I have actually been pretty pampered today. The Mag drip was
so uncomfortable that I am becoming more thankful for any perks I get: massage,
shower, my own pajamas, unrestricted diet, etc. I don’t have to page the nurse
whenever I have to go to the bathroom. I can order free movies and play on the
internet most of the day. I will probably miss certain parts of this after it’s
all over, because I won’t get 6 hours of uninterrupted sleep again anytime in
the near future. Ambien has been my BFF at night, and I got such good sleep the
past two nights that I didn’t even wake up to go to the bathroom, which is
RARE. It caused some more intense contractions when I did wake up this morning,
but they mellowed out as the morning went on.
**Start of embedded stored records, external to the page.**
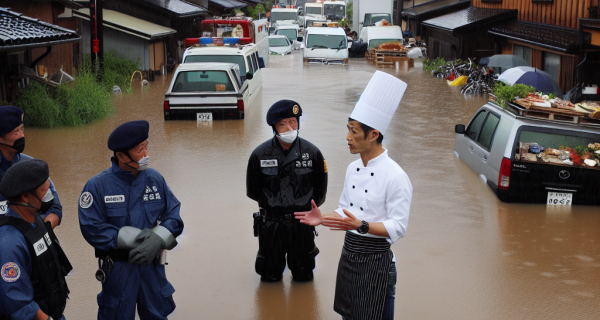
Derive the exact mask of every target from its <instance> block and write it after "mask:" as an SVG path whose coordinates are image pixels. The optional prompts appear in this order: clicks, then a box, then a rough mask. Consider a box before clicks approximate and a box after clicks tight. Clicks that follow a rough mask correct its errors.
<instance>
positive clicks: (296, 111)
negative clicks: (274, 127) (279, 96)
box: [267, 100, 302, 127]
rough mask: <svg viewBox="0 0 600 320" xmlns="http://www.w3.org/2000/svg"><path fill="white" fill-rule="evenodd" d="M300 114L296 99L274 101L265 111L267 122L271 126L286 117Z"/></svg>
mask: <svg viewBox="0 0 600 320" xmlns="http://www.w3.org/2000/svg"><path fill="white" fill-rule="evenodd" d="M300 116H302V108H300V105H299V104H298V102H296V101H292V100H279V101H277V102H275V103H274V104H273V105H272V106H271V108H269V111H268V112H267V123H268V124H269V125H270V126H271V127H272V126H274V125H275V124H276V123H277V121H279V120H281V119H287V118H293V117H296V118H299V117H300Z"/></svg>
Overall, the consensus seems to
be that I’m doing pretty well. I am thankful for every minute I have without
the dreaded Mag drip. And if I need to go back on it, which is probably a
reality since one of the meds I am on cannot be distributed again during this pregnancy
after this round because of possible harmful side effects, then that’s what I’ll
do. Until then, I’ll be happy with whatever I get. I’m really realizing the
little things now and am grateful for all of them. This puts everything in
perspective.
The boys both weigh over a pound now. They got some steroid
shots when I was on the Mag drip, so I’m sure they are getting close to 1.5
pounds now. Monday is the big day… they are going to check my cervix again. I
am nervous to find out what’s going on, because that could be the biggest
deciding factor about when I go into labor. Even if I’m starting to dilate, and
even if my water breaks, the can usually still hold off labor for a few days or
more if they get to me early enough. I will most likely be here for Christmas
this year, and although that sucks, I am trying to come to terms and be
realistic about it. The party can come to me, I guess! We’ll see what happens.
Okay, that’s plenty for right now. I have very limited
access to the Blogger website, so I have to write this in Word and then cut/paste
so I can save my minutes. I’ll try to update again asap!